Tony
Christopher
This is actually my second manuscript – the first is
called The Art of Waiting (appropriately
named, as it’s still waiting). After I’d read a lot about Bomber Command, and
the last airworthy Lancaster in England had flown over my house on several
occasions and I’d got to know the sound of its engines, and I’d heard more
anecdotes about Jackie from my grandmother – and had read A.C. Grayling’s Among the Dead Cities, in which he
compares the Bomber Command airmen to the 9/11 bombers – I knew I wanted to
write a book about Bomber Command.

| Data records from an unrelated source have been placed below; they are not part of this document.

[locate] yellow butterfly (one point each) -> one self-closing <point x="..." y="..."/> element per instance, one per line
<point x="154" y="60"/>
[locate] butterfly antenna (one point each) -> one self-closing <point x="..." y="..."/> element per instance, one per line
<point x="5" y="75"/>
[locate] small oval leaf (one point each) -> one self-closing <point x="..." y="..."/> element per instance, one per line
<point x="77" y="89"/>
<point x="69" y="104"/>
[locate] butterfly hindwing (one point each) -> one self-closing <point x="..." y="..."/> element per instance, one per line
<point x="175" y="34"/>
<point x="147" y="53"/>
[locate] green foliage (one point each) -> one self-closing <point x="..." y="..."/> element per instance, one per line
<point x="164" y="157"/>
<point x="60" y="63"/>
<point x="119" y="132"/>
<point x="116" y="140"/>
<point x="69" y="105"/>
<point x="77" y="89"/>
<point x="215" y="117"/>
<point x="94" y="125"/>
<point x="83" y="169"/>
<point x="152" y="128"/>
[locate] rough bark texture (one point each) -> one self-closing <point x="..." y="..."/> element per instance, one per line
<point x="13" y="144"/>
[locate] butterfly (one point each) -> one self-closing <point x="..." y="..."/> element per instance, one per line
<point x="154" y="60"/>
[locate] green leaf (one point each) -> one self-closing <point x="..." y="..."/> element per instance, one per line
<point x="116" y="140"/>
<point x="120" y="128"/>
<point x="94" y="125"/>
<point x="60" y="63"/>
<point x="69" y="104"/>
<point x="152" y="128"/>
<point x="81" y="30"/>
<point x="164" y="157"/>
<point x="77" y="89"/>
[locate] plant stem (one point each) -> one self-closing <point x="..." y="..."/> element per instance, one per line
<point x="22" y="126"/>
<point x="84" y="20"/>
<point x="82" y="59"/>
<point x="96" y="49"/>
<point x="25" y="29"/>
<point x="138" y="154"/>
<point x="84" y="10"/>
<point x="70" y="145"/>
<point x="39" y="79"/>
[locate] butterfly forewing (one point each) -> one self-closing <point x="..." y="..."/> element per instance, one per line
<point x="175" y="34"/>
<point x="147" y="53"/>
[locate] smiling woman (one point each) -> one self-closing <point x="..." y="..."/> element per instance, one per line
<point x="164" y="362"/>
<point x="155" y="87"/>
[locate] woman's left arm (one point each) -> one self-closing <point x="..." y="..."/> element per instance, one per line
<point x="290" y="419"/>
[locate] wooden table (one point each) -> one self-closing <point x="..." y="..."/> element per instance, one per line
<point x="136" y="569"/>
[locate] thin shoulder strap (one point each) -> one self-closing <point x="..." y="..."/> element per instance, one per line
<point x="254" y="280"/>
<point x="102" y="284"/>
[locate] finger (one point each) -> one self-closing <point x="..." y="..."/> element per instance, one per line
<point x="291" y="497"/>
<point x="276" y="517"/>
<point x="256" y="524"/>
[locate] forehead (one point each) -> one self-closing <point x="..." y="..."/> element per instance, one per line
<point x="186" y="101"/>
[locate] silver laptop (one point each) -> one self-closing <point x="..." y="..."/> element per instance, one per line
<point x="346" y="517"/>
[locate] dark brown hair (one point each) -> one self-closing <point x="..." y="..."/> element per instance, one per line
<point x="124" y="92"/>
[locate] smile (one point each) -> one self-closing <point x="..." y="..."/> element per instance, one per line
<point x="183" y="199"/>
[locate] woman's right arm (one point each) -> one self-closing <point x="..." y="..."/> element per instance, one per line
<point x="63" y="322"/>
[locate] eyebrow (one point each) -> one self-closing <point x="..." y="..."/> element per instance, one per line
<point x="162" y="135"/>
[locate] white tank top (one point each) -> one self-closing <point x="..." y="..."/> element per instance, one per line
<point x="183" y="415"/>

I’m not a historian, so it had to be a novel
– though the first draft of the book was trying unsuccessfully (and
unintentionally) to be both a novel and a history book. And I had this naïve
notion that a novel might be read by people with no interest in Bomber Command,
and that if they read it, they might understand why the public perception of
the Bomber Command airmen has been lazy and unfair, and that I might somehow
help to set the record straight. I spent the Christmas holidays in 2009 in
front of the fire, drinking Hook Norton beer and listening to Magic FM, and
from that I got the basic shape and sentiment of what I wanted to try to put
into words. Then it was a case of trying to get that sentiment out, and I did
it in a rush, long nights and weekends (and more beer and love songs) until it
was done. In part it’s a tribute to Jackie and the other 55,572 who died while
flying with Bomber Command, and in part it’s an attempt to try to understand
for myself what he went through, to understand it by trying to re-imagine it.